Functional Requirements
From Digital Publishing Interest Group
Functional Requirements for Packaging Spec
- a package must exist (as opposed to a publication being fully online).
- portability: not the same as caching (share an entity a thing, not just cache it on browser)
- itemized list of components (manifest), including file type, size, compression etc.
- multiple methods of navigation/content mapping
- robust metadata for package and components
- no file size limitations
- hooks for encryption, rights management, signatures, licensing
- random access to content (including disjoint content)
- access to whole package and package components online and offline
- streamable (at least of components) (start rendering the beginning of chapter, article before download last octet)

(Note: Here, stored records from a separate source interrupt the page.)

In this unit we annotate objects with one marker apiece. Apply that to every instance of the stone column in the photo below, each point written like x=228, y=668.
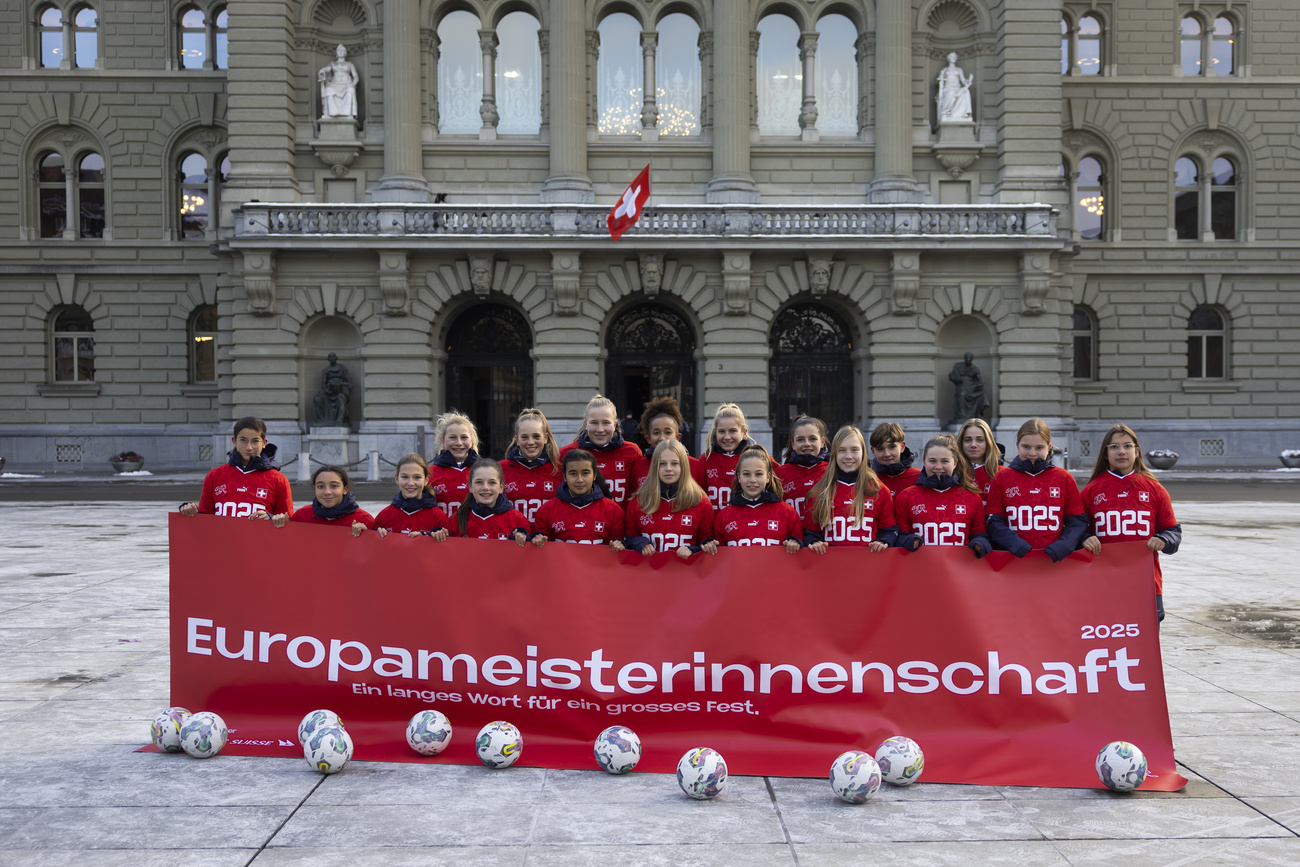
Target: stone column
x=403, y=164
x=893, y=180
x=731, y=182
x=568, y=96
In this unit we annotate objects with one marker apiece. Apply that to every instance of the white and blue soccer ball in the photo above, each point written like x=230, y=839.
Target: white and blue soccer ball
x=854, y=776
x=203, y=735
x=317, y=719
x=702, y=772
x=901, y=761
x=618, y=749
x=167, y=727
x=499, y=744
x=328, y=749
x=429, y=732
x=1121, y=766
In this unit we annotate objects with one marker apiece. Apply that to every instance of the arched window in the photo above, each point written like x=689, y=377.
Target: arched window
x=1207, y=345
x=460, y=74
x=519, y=76
x=836, y=76
x=1084, y=337
x=73, y=346
x=203, y=343
x=677, y=78
x=779, y=76
x=619, y=76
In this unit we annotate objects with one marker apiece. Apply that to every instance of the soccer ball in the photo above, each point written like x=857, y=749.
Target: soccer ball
x=499, y=744
x=429, y=732
x=316, y=719
x=165, y=729
x=203, y=735
x=1121, y=766
x=702, y=774
x=854, y=776
x=329, y=749
x=618, y=749
x=901, y=761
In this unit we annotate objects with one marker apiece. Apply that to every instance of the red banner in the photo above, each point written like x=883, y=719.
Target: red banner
x=1006, y=672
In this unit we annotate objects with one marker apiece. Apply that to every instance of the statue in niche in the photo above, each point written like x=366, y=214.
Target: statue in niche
x=954, y=94
x=338, y=83
x=330, y=402
x=969, y=398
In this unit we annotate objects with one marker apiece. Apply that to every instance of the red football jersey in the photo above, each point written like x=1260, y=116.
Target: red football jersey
x=597, y=523
x=360, y=516
x=238, y=493
x=1129, y=508
x=1035, y=506
x=423, y=520
x=529, y=486
x=763, y=524
x=797, y=481
x=948, y=517
x=667, y=529
x=615, y=465
x=843, y=529
x=450, y=486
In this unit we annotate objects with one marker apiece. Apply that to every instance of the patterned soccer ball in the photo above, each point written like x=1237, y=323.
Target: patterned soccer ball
x=901, y=761
x=618, y=749
x=167, y=725
x=499, y=744
x=1121, y=766
x=203, y=735
x=702, y=774
x=429, y=732
x=317, y=719
x=329, y=749
x=854, y=776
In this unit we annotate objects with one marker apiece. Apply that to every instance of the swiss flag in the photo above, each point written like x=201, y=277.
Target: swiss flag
x=624, y=215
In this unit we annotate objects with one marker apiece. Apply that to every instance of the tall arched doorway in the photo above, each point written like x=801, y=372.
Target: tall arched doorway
x=811, y=369
x=651, y=352
x=490, y=372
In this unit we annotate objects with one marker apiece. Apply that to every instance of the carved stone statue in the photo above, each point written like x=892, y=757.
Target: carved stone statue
x=338, y=86
x=954, y=94
x=969, y=398
x=330, y=402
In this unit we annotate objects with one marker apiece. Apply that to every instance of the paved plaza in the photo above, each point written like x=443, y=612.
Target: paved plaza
x=83, y=667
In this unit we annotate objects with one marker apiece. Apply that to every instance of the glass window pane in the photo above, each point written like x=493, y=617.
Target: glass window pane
x=780, y=77
x=677, y=73
x=519, y=76
x=460, y=73
x=618, y=76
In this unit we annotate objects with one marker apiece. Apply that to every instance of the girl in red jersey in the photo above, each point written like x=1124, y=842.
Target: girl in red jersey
x=1125, y=503
x=670, y=512
x=983, y=454
x=334, y=504
x=414, y=510
x=806, y=460
x=458, y=450
x=728, y=437
x=943, y=508
x=755, y=514
x=532, y=464
x=250, y=482
x=488, y=514
x=599, y=436
x=1034, y=506
x=661, y=420
x=849, y=506
x=583, y=511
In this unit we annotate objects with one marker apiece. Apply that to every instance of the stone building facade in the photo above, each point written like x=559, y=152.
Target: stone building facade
x=1112, y=237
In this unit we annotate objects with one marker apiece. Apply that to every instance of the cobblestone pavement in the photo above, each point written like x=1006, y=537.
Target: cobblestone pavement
x=83, y=667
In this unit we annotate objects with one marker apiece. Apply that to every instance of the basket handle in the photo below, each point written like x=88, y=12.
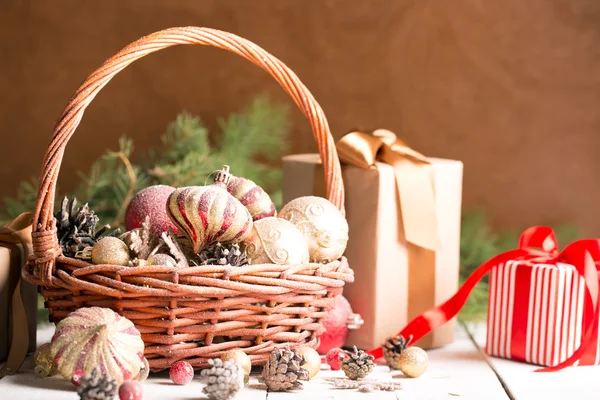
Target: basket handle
x=45, y=243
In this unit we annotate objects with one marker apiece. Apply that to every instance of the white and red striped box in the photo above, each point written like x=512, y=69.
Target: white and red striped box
x=535, y=314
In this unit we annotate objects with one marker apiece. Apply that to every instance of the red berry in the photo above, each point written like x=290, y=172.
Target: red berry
x=333, y=358
x=336, y=325
x=181, y=372
x=131, y=390
x=151, y=201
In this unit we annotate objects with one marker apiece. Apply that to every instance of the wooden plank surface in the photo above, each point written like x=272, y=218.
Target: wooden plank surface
x=457, y=371
x=523, y=383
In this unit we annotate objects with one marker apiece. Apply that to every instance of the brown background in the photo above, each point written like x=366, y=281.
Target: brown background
x=511, y=88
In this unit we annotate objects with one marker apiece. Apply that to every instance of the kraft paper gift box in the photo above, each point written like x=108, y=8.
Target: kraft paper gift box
x=18, y=311
x=396, y=279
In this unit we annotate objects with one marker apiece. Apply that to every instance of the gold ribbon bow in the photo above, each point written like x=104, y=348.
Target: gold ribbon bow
x=15, y=233
x=414, y=180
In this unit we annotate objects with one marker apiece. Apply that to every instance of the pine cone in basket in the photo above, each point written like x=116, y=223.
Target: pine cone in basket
x=356, y=364
x=282, y=370
x=97, y=386
x=223, y=254
x=393, y=347
x=223, y=380
x=76, y=228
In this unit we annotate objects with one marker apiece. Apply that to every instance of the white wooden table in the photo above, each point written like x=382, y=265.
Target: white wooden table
x=458, y=371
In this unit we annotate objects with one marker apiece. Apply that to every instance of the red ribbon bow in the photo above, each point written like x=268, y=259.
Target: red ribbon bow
x=537, y=245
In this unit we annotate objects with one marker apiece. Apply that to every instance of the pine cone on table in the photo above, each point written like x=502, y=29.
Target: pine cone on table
x=223, y=380
x=283, y=372
x=223, y=254
x=356, y=364
x=76, y=229
x=393, y=347
x=97, y=386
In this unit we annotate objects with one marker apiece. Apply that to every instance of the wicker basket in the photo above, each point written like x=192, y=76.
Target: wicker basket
x=193, y=313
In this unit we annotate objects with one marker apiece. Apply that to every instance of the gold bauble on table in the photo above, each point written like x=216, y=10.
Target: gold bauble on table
x=43, y=362
x=413, y=361
x=276, y=241
x=110, y=250
x=240, y=358
x=312, y=360
x=321, y=223
x=161, y=259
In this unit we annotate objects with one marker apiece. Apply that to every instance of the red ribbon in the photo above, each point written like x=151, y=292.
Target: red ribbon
x=536, y=245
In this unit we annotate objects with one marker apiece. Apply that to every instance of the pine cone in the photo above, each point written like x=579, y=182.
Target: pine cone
x=97, y=386
x=356, y=364
x=76, y=228
x=283, y=372
x=393, y=347
x=223, y=380
x=223, y=254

- update/refresh of new components (ONLY), not whole package
- multiple users of package (in authoring, in publication, annotation, etc - get away from single user use cases)
- allow for nested packages (hierarchy)
- links within the package should remain stable whether package is online or offline (relative URIs)
Additional comments from Dave Cramer
- Perhaps the most fundamental principle is the need to determine what's part of the "thing" we're packaging, and what's not. I'll call the thing we're packing a "publication". If we try to avoid packaging altogether, is what we end up with just the web as it exists today?
- We need to identify a publication with a URI
- We need to point to a publication with a URL
- taking a folder of web content and turning it into a package should be easy. Contrast how hard that is to do with EPUB.